“wHaT tHe HeCK iS hEc?” - You, probably. I know it was me at some point.
HEC (HTTP Event Collector) is a super easy way to send data into Splunk. It opens up the opportunity to quickly update a script or application to send data into Splunk without having to install a forwarder or setting up a syslog server.
In this guide, we’ll go through the process of setting up HEC and making a simple Python script to send data into Splunk.
Setting Up HEC
Let’s start by setting up HEC in Splunk.
- If it doesn’t exist yet, make a new index for the data you’re going to send.
- Go to Settings > Data Inputs > HTTP Event Collector.
- Click on Global Settings and make sure
All Tokens
is enabled and click Save. This will allow HEC to accept data. - Click on New Token. Fill in the details and click Next. (Unless you’re working with a data source that needs indexer acknowledgement, you can leave it unchecked.)
- In the Input Settings page, there are a couple items to configure:
- Source type: You can either pick an existing source type or create a new one. I’m going to make a sourcetype called
bearlychilly:json
and I’ll leave theprops.conf
stanza for it below as an example. - Select Allowed Indexes: You can leave this blank.

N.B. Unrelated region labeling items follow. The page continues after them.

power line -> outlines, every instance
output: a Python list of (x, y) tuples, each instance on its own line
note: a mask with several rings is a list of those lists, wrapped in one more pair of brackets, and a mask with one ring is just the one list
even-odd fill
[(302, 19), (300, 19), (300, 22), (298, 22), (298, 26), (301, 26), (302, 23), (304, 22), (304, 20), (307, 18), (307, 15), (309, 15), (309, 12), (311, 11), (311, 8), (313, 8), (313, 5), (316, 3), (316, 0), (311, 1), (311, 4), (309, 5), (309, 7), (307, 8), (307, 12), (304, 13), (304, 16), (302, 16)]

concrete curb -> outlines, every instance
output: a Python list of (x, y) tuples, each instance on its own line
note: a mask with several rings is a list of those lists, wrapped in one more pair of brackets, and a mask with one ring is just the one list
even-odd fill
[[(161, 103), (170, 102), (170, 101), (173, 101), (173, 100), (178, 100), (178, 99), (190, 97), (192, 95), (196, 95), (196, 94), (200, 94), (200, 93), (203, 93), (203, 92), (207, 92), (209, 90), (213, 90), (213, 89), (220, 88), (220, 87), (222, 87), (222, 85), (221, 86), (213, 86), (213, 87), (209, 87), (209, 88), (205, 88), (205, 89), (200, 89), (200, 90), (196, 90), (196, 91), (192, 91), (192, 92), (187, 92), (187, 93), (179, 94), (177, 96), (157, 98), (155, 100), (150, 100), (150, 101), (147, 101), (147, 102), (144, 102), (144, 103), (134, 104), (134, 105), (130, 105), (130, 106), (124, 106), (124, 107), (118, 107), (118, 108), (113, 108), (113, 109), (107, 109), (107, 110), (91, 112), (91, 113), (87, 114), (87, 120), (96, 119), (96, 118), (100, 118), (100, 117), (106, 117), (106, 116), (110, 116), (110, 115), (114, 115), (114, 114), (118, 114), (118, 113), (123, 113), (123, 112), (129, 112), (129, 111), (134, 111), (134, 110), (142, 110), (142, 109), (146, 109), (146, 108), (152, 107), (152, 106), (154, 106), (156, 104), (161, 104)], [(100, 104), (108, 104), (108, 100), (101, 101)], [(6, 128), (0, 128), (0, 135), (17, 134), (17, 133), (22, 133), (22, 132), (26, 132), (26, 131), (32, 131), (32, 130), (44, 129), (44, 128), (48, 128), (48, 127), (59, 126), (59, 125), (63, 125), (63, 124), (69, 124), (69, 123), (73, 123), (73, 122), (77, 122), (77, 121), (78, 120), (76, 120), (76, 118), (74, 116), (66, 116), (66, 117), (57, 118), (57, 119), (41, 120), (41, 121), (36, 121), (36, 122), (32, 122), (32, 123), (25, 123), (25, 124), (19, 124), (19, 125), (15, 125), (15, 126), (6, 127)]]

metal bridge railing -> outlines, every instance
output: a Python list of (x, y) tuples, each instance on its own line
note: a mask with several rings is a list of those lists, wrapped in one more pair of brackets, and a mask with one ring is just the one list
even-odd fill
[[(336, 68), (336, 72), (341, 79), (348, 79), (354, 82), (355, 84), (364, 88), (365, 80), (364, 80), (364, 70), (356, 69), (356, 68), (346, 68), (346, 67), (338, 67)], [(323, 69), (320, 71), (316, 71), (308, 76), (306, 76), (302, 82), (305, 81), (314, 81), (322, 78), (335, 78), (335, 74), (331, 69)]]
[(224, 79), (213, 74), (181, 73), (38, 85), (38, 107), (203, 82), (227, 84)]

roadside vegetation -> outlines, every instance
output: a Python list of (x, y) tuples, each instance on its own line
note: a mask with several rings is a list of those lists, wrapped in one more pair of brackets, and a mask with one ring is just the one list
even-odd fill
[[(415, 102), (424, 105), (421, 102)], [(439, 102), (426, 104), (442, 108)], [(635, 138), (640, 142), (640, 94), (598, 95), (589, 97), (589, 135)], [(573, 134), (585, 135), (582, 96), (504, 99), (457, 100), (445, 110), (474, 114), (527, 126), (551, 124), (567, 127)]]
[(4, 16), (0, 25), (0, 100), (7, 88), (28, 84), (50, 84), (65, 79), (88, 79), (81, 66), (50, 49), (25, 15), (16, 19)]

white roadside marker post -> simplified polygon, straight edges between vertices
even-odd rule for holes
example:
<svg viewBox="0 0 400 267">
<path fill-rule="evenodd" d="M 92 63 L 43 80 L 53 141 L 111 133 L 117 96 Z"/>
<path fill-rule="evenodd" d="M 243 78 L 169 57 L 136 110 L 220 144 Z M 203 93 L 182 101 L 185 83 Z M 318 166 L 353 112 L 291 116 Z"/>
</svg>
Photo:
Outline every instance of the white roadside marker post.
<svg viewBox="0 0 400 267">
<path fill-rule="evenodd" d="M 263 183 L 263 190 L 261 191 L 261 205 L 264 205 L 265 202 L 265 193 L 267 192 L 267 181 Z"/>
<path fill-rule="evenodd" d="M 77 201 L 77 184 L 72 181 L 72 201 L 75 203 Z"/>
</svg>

- Default Index: Select the index you want to send the data to.
- Source type: You can either pick an existing source type or create a new one. I’m going to make a sourcetype called
- Click Review, verify the settings, and click Submit.
- Take a note of the token that’s generated. You’ll need it to send data to Splunk.
# Nothing fancy here, just a simple sourcetype for JSON data.
[bearlychilly:json]
KV_MODE = json
TRUNCATE = 9999
# The timestamp parsing is for the "advanced" example at the end of this guide and not the ISS example.
TIME_PREFIX = "time": "
MAX_TIMESTAMP_LOOKAHEAD = 26
TIME_FORMAT = %Y-%m-%dT%H:%M:%S.%f
Gathering Additional Information
Now that we have the HEC token, let’s gather the rest of the information that we need to send data to Splunk. Let’s start with the URI. This doc from Splunk has a good explanation of the URI format: https://docs.splunk.com/Documentation/Splunk/latest/Data/UsetheHTTPEventCollector#Send_data_to_HTTP_Event_Collector.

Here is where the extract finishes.